I like them, and I'm happy to let them grow on my grass paths for the bees and butterflies to enjoy.
Fascinating photos. Flighty xx
Olly is quite picky and even though forget me not plant is good she will not eat it same goes for mint - she adores sow thistles and red clover, note it has to be red won't touch white how does that work put the leaves in front of her and she can tell which are white - amazing creatures, but they are one of the oldest on the planet :) so probably know more than we like to admit to, she certainly has me jumping through hoops for her :)

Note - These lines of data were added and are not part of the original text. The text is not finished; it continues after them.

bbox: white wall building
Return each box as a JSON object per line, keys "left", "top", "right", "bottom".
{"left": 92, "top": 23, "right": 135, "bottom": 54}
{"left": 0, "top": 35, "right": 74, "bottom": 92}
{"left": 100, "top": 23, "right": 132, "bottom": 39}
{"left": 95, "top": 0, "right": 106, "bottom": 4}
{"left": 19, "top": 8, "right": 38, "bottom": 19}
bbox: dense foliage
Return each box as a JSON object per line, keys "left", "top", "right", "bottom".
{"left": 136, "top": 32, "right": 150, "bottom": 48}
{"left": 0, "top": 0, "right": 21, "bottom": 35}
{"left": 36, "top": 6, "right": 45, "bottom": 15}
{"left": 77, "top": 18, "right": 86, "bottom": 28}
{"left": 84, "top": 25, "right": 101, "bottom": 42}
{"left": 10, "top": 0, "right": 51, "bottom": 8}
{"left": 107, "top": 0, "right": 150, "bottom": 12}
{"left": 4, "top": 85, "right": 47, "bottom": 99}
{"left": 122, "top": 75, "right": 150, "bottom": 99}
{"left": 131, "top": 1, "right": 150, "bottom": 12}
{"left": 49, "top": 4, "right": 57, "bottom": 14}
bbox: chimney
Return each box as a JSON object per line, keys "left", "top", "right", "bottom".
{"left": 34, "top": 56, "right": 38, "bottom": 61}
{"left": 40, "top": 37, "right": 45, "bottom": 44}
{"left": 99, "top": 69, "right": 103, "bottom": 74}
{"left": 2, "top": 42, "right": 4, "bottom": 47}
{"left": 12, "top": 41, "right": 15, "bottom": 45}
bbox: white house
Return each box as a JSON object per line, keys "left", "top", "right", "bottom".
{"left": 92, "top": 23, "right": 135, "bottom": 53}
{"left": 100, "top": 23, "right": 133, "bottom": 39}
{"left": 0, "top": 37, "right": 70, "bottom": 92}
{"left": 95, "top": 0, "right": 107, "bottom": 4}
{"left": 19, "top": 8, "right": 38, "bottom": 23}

Great photos Lucy, they have to be one of the best adapted weeds we get, and so pretty it is hard to pull their heads off but given the way they are proliferating in and amongst my "posh" plants I fear I will have to become more ruthless. At least I know there will always be some to admire in the grass, pretty near impossible to completely get rid of them!
I have to admit I like them as well. Here in the U.S., they can predict your affinity for butter (placed under the chin of course), burst their top with the childish chanting of "Mama had a baby and her HEAD popped off!" and, not least, they make an excellent wine. :-)
Pearl
Fantastic photos, Lucy. It's good to look at something so familiar and be able to see the beauty in it.
thanks for asking about our dandelions -- the vast majority are the common ones, introduced from across the Atlantic the way I understand it. But we do have some native ones, including some that grow in the alpine. I met up with some once, high up where only scattered low plants grow -- amazing -- I would love to see them again.
I love dandelions too, they are beautiful when they are flowering but even more beautiful when the seedheads appear . Wonderful photos.
those concertinaed homes for each seed are fascinating. Got my patch of dandelions flourishing outside the kitchen door. Emergency salad leaves.
Lucy you really have captured the beauty of this versatile plant that we love to eat (the leaves).